A cidade de Araranguá, no Sul de Santa Catarina, deu um passo decisivo para a modernização do seu sistema prisional com a recente assinatura da ordem de serviço para a construção de um novo presídio. O projeto, considerado de suma importância estratégica para toda a região, prevê a criação de 686 vagas e representa um investimento significativo de cerca de R$ 54 milhões. A expectativa é que a obra seja concluída em até 31 meses, aproximadamente dois anos e meio, conforme informações divulgadas pela Secretaria de Estado de Justiça e Reintegração Social.

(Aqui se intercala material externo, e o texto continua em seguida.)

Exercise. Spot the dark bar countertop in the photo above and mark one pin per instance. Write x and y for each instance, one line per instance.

A necessidade de uma nova unidade prisional é premente, dada a situação crítica da estrutura atual. O presídio existente, construído em 1990, encontra-se com sua infraestrutura de segurança obsoleta e está interditado. Com uma capacidade original para 244 presos, a unidade atualmente abriga cerca de 470 detentos, operando com quase o dobro de sua lotação máxima. Essa condição de superlotação e precariedade estrutural já havia motivado uma ação civil pública, e a decisão governamental de avançar com o novo empreendimento foi crucial para solucionar o problema.
O novo presídio será erguido na mesma área do complexo atual, mas seguirá os padrões mais recentes da Polícia Penal de Santa Catarina, com um foco robusto em segurança aprimorada e, fundamentalmente, em programas de ressocialização. A secretária Danielle Amorim Silva destacou que a futura unidade será um "presídio laboral", dotado de áreas específicas para trabalho e educação, além de um modelo de segurança projetado para minimizar o contato direto entre servidores e presos. Após a conclusão das obras e a devida transferência dos detentos, a antiga e defasada estrutura será completamente demolida.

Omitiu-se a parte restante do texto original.